The fiscal year 2010 is from July 1, 2009 to June 30, 2010. Tax bills are issued on a quarterly basis, due: August 1, November 1, February 1, and May 1. If any of these dates fall on a weekend, the bill is due the following Monday.
The first two bills, mailed July 1st and October 1st, are preliminary bills and are based on the previous year’s tax plus an increase allowed according to Proposition 2 ½, debt exclusions and overrides. The actual tax rate is not determined until late November but the Town Accountant is estimating an increase to the tax levy of approximately 6%.
What does this mean to the individual taxpayer? If all the assessed values remained the same for all properties, a property owner would have to pay a 6% increase in property taxes.
Following is an example of the change in taxes based on the levy increase applied to the median single-family assessment.
Median FY2009 assessed value $848,000
(x) FY2009 tax rate per $1000 of value $9.47
Fiscal Year 2009 median taxes $8,030
(+) Projected Increase 6.0%
Estimated median taxes for fiscal year 2010 $8,512
The $8,512 is used to calculate a preliminary tax payment for the first and second quarter. $2,128 is due August 3, 2009 and $2,128 is due November 2, 2009.
In November the fiscal year 2010 assessed values are finalized. The Board of Selectmen will vote on a tax rate that will cover all of the Town’s fiscal year expenses as voted at the annual town meeting. (Total value of all property divided by the total taxes to be raised = tax rate)

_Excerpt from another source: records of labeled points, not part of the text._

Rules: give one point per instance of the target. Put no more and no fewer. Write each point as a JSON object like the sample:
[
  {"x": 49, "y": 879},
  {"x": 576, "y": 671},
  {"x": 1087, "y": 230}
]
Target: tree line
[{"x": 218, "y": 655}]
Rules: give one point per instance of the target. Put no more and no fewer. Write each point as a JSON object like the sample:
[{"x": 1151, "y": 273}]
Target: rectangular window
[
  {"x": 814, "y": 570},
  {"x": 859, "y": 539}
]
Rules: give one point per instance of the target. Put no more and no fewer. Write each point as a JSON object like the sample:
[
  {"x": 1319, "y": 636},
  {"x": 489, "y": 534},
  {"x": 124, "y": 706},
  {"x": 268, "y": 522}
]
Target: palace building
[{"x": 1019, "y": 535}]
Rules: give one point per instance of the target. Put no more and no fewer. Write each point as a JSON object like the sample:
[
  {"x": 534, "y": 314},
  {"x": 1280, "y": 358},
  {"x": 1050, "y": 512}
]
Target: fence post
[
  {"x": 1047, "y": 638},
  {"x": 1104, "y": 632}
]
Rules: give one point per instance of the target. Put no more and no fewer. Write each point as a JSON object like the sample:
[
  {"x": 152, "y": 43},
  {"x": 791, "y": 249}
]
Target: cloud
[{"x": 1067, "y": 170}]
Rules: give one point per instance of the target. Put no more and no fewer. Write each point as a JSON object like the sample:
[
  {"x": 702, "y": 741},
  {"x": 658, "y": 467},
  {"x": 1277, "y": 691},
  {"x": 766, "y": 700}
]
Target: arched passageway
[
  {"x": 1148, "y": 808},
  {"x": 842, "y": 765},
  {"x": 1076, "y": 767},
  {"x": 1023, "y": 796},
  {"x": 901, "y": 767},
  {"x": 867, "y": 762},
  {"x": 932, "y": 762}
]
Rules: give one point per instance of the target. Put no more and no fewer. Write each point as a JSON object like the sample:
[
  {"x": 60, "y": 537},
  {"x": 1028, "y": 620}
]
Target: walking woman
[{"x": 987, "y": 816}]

The new tax rate is then applied against the new assessments to determine the actual taxes for each individual property. From the actual taxes we subtract payments that were made August 3rd and November 2nd. The remainder of the taxes due is divided into the last two payments due February 1, 2010 and May 1, 2010.
When analyzing the total tax obligation from one year to the next, be sure to look at the total. Do not multiple any single payment by four. Very seldom are the four payments all equal.
An override becomes a permanent addition to the Town’s levy limit. Debt exclusion disappears after the debt is paid. Both overrides and debt exclusions are mechanisms that were put into place within Proposition 2½ and are ways for the Town to increase the annual levy limit by more than 2½%. Additional material on Proposition 2½, overrides, and debt exclusions is available in the assessors’ office.